Formed in 1983, the European Private Equity and Venture Capital Association (EVCA) has for more than 30 years sought to win friends and influence people on behalf of private equity investors and venture capitalists in the corridors of power in Brussels.
But, partly in recognition of a growing number of infrastructure funds among its 700-strong membership, the organisation will, from October this year, be known by the catch-all name of Invest Europe – along with the strapline “The voice of private capital”.
Michael Collins, deputy chief executive of the EVCA and its public affairs director, met recently with Infrastructure Investor and explained that many of the organisation’s private equity members had over the years launched infrastructure businesses and wanted to know how they could be appropriately represented.
‘Structure and formality’
About a year ago, this led to the formation of an infrastructure roundtable which now has around 12 members – including the likes of Arcus Infrastructure Partners, Ardian and EQT – and which discusses what the priority issues should be for EVCA in the infrastructure arena. The roundtables, which happen quarterly by way of conference calls, “provide a bit of structure and formality and enough governance to make things happen” according to Collins.
Some of the EVCA’s lobbying will be on regulatory issues familiar to infrastructure investors such as the Alternative Investment Fund Managers Directive (AIFMD), Solvency 2 and Basle 3 as well as taxation issues. Beyond this, the organisation is exploring how it can be most useful in relation to issues specific to relevant sectors including energy, transport, environment/waste and social infrastructure.
Collins acknowledges that “we are at the beginning of that process. We are asking ourselves which are the most important sector-related issues at the European Commission (EC) level and where can we have the most impact. There are other lobbyists operating at the sector level. How far should we be involved?”
Livio Fenati, a partner at London-based fund manager Arcus Infrastructure Partners, is chairman of the roundtables. He recalls being approached by Collins and EVCA chief executive Dorte Hoppner around one and a half years ago and told that the EVCA wanted to undertake more activities dedicated to infrastructure.
“We were pleased, as there can be disconnect between the infrastructure asset class and public bodies,” says Fenati. “We need to work out how to be more effective in managing relationships with regulators and with the public side more generally.”
He elaborates on how greater awareness of risk has pushed infrastructure investors to want to engage more fully with stakeholders. “There used to be a perception that a fully regulated asset was the safest thing in the world,” he reflects.
“But we now know that’s not true. With an unregulated asset, if something goes wrong there are several levers you can pull and you can use active management. But if it’s fully regulated, there’s often no place to hide. Sovereign risk was underestimated before the Crisis. Now there is more appreciation of risks and of the need to have proper relationships with governments.”

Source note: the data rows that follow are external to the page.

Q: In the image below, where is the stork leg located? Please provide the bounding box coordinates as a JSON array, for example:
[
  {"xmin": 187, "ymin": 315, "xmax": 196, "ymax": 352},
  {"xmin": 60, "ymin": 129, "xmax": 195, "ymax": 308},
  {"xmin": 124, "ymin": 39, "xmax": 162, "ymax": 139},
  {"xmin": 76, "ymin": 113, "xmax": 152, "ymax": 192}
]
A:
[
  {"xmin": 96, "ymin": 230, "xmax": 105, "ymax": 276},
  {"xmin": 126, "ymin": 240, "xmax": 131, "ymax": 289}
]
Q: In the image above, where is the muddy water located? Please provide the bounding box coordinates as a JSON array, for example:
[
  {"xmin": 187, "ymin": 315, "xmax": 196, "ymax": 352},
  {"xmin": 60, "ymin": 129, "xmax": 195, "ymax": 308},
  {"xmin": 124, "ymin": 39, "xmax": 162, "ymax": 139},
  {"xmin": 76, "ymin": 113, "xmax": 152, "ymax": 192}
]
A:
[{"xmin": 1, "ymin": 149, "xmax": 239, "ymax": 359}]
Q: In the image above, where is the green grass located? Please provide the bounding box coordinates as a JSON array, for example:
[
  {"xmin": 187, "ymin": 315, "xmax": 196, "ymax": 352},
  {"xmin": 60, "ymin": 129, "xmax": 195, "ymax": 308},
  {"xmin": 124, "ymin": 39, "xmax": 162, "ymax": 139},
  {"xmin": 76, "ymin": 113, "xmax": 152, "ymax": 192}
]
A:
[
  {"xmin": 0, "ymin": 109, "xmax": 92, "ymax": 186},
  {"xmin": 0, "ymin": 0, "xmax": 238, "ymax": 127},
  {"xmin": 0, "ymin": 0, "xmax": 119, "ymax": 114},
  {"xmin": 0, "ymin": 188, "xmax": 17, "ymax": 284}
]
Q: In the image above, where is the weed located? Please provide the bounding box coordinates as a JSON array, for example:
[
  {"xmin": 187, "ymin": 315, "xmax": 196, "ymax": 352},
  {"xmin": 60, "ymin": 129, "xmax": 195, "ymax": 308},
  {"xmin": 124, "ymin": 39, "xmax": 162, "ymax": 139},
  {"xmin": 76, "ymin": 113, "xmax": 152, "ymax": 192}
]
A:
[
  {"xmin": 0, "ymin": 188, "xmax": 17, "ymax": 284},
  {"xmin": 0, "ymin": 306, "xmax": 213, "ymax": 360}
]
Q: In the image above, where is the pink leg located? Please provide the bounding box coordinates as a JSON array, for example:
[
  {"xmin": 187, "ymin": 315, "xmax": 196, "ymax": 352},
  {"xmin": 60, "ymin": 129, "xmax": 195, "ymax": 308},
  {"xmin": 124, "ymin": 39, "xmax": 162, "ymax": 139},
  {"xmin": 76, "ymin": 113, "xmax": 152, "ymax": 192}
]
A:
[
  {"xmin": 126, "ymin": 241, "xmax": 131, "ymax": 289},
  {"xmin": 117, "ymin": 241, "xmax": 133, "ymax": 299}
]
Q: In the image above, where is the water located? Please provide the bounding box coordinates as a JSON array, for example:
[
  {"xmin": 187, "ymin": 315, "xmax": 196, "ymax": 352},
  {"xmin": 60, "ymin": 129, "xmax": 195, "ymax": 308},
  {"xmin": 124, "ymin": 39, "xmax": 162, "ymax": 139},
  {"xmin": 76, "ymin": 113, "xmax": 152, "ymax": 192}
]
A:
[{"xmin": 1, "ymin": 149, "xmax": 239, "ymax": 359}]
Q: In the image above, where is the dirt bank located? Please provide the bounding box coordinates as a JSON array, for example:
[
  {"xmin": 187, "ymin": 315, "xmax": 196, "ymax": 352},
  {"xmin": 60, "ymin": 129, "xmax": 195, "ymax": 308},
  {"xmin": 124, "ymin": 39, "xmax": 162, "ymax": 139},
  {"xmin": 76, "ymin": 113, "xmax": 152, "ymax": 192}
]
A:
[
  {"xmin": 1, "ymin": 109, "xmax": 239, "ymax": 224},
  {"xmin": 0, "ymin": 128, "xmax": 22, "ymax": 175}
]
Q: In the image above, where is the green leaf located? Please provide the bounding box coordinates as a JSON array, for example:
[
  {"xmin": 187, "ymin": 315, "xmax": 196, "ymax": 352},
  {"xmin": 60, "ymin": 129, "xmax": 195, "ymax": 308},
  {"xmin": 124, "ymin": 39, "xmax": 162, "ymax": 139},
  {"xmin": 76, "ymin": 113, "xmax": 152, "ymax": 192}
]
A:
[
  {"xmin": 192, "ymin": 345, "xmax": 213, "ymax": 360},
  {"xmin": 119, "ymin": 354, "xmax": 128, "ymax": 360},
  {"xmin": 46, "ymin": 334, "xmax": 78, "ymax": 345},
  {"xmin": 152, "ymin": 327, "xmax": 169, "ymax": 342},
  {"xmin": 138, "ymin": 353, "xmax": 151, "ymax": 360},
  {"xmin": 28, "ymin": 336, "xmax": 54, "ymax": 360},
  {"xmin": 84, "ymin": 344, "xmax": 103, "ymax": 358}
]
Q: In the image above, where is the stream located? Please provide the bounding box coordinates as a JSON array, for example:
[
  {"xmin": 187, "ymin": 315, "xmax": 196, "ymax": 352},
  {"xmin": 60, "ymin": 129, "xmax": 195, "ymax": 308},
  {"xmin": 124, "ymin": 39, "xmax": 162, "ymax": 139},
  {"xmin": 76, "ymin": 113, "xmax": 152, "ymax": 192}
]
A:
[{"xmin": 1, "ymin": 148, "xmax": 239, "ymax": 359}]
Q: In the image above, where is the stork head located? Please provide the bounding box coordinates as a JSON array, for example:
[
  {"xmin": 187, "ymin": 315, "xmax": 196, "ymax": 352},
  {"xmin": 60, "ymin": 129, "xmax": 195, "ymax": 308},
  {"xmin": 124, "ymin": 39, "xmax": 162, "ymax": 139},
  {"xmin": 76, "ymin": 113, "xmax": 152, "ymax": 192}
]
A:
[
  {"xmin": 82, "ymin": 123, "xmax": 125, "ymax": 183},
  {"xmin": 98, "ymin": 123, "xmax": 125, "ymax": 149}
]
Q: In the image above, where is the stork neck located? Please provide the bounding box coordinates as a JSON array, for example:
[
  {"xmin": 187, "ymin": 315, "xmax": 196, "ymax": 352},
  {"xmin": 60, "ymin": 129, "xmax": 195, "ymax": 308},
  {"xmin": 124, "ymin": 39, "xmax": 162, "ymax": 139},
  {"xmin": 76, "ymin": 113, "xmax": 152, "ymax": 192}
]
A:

The importance the infrastructure asset class is now attaching to its image and the quality of its communication effort is reflected in the recent launch of two industry bodies, including the Global Infrastructure Investor Association (GIIA), whose work Collins says will be “complementary” to the efforts undertaken by EVCA.
“GIIA is global and we are focused on Europe,” says Collins. “We are on the ground and, on a day-to-day basis, we live and breathe what happens at the EU level. We’re operating where the rubber hits the road with respect to specific pieces of legislation.”